Once I get a mail service set up, I'll add MX records.

SSHing for the first time

For the initial instance setup, I'll be using the ec2-user, which is the default user for this particular AMI. Once the initial setup is done, I'll create a group for developers and add myself as a user. Because I'm the sole developer, it's not a big priority; however, applications with multiple developers need to have well-defined roles and ACLs.

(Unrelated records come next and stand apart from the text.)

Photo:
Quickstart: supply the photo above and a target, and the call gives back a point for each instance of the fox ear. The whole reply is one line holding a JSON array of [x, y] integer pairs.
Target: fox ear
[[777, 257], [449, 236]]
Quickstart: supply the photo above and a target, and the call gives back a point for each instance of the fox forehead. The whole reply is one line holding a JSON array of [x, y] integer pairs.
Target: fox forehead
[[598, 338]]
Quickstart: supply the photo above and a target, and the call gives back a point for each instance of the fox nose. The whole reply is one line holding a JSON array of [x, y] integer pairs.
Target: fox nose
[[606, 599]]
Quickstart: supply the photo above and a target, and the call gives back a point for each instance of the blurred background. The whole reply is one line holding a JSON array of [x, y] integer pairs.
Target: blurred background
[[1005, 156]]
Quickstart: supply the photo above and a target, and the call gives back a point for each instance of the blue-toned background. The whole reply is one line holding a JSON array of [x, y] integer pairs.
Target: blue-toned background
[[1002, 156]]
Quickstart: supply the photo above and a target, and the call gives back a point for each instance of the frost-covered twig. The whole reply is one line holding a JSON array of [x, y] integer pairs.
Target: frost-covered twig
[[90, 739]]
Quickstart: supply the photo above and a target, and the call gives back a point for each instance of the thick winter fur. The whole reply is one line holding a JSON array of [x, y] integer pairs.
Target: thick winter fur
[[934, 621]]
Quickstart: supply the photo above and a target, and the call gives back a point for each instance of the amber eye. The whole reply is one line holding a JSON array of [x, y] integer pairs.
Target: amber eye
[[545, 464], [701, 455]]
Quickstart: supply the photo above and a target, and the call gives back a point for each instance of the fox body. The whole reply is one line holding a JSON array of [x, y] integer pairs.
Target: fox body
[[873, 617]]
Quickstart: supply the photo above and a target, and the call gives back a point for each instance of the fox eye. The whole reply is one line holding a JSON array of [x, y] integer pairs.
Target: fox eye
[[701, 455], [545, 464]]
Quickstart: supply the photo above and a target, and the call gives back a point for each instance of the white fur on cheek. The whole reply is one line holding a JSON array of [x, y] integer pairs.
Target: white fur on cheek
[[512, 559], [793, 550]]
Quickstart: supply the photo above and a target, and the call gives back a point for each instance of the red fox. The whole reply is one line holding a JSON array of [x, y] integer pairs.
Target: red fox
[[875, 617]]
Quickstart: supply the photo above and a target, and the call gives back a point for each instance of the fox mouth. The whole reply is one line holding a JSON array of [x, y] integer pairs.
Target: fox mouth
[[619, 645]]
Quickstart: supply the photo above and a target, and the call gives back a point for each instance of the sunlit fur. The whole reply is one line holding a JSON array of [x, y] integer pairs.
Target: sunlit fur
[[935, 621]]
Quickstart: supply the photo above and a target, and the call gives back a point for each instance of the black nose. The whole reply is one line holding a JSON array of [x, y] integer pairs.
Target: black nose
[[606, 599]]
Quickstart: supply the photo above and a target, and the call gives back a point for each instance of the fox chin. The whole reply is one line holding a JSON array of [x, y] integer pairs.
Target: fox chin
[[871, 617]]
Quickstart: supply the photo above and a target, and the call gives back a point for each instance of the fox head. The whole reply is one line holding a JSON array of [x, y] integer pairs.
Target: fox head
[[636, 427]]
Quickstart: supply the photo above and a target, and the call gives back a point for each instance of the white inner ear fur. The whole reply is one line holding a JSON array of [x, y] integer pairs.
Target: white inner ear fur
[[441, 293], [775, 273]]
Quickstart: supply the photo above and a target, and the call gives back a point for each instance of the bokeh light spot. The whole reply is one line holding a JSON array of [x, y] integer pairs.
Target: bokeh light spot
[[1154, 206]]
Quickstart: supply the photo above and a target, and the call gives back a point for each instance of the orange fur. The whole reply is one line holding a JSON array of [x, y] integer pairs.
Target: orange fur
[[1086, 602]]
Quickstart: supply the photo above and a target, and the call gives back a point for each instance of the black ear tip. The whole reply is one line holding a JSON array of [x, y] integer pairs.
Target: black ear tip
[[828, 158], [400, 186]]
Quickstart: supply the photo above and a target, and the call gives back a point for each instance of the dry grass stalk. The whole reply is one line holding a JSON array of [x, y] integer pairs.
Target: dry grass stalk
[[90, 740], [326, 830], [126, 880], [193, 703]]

I've placed my .pem private key in my ~/.ssh/ directory, and setup my SSH config with something akin to the following:

# ~/.ssh/config
Host blog
    HostName        superuser.do # or your elastic IP
    User            ec2-user
    IdentityFile    ~/.ssh/yourprivatekey.pem

SSHing is now as easy as:

$ ssh blog

Installing dependencies

Once you've SSH'd into your instance, it's time to set up dependencies.

Adding the EPEL6 yum repo

I'm choosing to install Node.js using the built-in package manager yum. To do so, I will need to add the Extra Packages for Enterprise Linux (EPEL) yum repository:

$ cd /tmp
$ wget http://mirror-fpt-telecom.fpt.net/fedora/epel/6/i386/epel-release-6-8.noarch.rpm
$ sudo yum install epel-release-6.8.noarh.rpm
$ sudo yum update

Install git

$ sudo yum install git

Installing Node.js

$ sudo yum install npm

The command above will also install node because it's a dependency of npm.

Installing Nginx

Now we're going to install nginx and make sure that it starts on boot.

$ sudo yum install nginx
$ sudo chkconfig nginx on  # this distro uses chkconfig instead of update-rc.d

Wrap-up

At this point, we've got our EC2 instance set up with a basic configuration. In addition, our domain name now points to the EC2 instance, and it will be accessible to the internet over HTTP(S) once the application is set up.

Parts 2, 3, and beyond

Part 2 of this series will cover setting up Node.js, Ghost, and pm2.

In Part 3, we'll start productionizing the blog by setting up Nginx as a proxy to Ghost.

At the time of this writing, this is as far as I've gotten in setting up my blog. Future articles in this series will most likely cover customizing Ghost, moving away from SQLite3, and whatever else may come up.